The administators of Violet’s estate sought directions under s 66 of the Trustee Act 1956 as to how the estate should be distributed and for a declaration under s 14 of the Wills Act 2007 as to the validity of the other will documents.
In deciding the matter the court looked at Violet’s propensity to make new wills and how to determine whether to validate one of the later wills. In deciding not to exercise the discretion to do so Venning J noted that:
“ In the present case, given the frequent changes Violet made from time to time to her expressed testamentary disposition, it is most likely she changed her mind about making the changes to the will that had been drafted and that is why the Draft Will was not executed. Mr Cornegé put it well when he submitted that the changes in the documents were best seen as her thoughts as to possible changes she might confirm rather than her actual testamentary intention. They were “musings.”
Importantly, as noted at :
“Both [Administator’s] evidence is that they were close to Violet. Theo regarded Violet and her husband Uncle Bill as a second set of parents. There does not appear to have been any reason for Violet to have removed them from the will. The Annotated and Draft Wills represented a significant change from the last will in that they disentitled Theo and Desirae who, with one exception, were substantial beneficiaries under each of the previous wills between 1997 and 2016 and particularly in relation to at least one of the Beach Road properties. There was no evidence to suggest any rational reason for this change. Related to that, there is also an issue that Violet’s last will documents did not dispose of the properties which had previously been left to Theo and Desirae. Mr Donovan was aware that issue needed to be addressed before the Draft Will could be finalised.”

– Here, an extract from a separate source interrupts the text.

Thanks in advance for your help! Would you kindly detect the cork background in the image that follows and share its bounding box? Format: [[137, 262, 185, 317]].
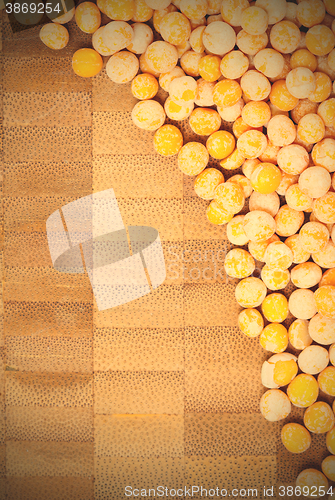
[[0, 11, 327, 500]]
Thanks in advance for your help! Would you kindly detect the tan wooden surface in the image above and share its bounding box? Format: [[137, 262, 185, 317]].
[[0, 10, 325, 500]]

Separately there were concerns raised regarding Violet’s testamentary capacity. As noted at :
“In summary, while Violet definitely lacked testamentary capacity from 18 September 2016 when she suffered her fall and fractured skull, there is also at the least, some doubt that she would have had sufficient testamentary capacity from at least June 2016. Given that it appears the Annotated and Draft Wills were prepared closer to 23 August, that also supports the conclusion they do not represent her final testamentary intention.”
“ The Court is not satisfied that the Annotated or Draft Wills represent Violet’s final testamentary intention.
 The application under s 14 of the Wills Act is dismissed. The application under the Trustee Act is also dismissed, as it is unnecessary…”
The decision is interesting in that it is an outlier compared against the the many, many will validation decisions that have been considered and granted. The distinction between “musings” and testamentary dispositions will not always be clear cut. However, Estate of Violet Filomena Cox provides some considered guidance.